- San Juan Mazatlán Location in Mexico
- Coordinates: 17°02′N 95°26′W﻿ / ﻿17.033°N 95.433°W
- Country: Mexico
- State: Oaxaca

Area
- • Total: 1,990.28 km^{2} (768.45 sq mi)
- Elevation: 520 m (1,710 ft)

Population (2005)
- • Total: 16,138
- Time zone: UTC-6 (Central Standard Time)

= San Juan Mazatlán =

San Juan Mazatlán is a town and municipality in Oaxaca in southeastern Mexico and is the third largest municipality in Oaxaca behind San Carlos Yautepec and Santa María Chimalapa.
It is part of the Sierra Mixe district within the Sierra Norte de Oaxaca Region.
Mazatlán's name in Nahuatl means "the place of deer".

==Geography==

The municipality covers an area of 1990.28 km^{2}. The town is 520 meters above sea level.
The climate is temperate, with an average temperature of 20 °C, and humid.

===Flora and fauna===
Local flowers include tulip, marigold, bougainvillea, gardenia and margarita.
The forests contain pine, cedar, ceiba, mamey, huanacasle, caobilla and cypress, with fruit provided by oranges, tangerines, custard apples, mangoes and avocados.

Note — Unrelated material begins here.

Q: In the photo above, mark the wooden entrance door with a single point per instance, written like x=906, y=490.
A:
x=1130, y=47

Local birds are pheasant, chachalacas, ostrich, quail, parrots, parakeets, toucans and perníz.
Wild animals include mountain lions, pumas, bobcats, leopards, tapirs, weasels, mouse, gopher, rabbit, anteater, and raccoons.
There are various types of snake including deaf adder, boa, coral, and rattlesnake, as well as chameleons, lizards and iguanas.

==Economy==

As of 2005, the municipality had 3,319 households with a total population of 16,138 of whom 8,543 spoke an indigenous language.
Most homes have dirt floors, tiled or sheet metal roofs and walls of adobe and brick.
The municipal seat is connected by dirt road to the main highway that leads to Matías Romero.

The people mostly grow coffee in the main town and in the communities of San Pedro Chimaltepec, Santiago Malacatepec, La Nueva Esperanza, Santa María Villa Hermosa, San Pedro Acatlán, Loma Santa Cruz, San Antonio del Valle, Rancho Juárez and Monte Aguila.
The Union of Indigenous Communities of the Isthmus Region, a cooperative founded in 1982, assists in production and distribution of the local products, notably coffee, under a fair trade label.

The people also cultivate corn, beans and peppers of various kinds for their own use.
Some communities grow lemon, oranges, mandarins and mamey.
There is very small scale cattle breeding, and more deer ("mazates") than cattle in the area.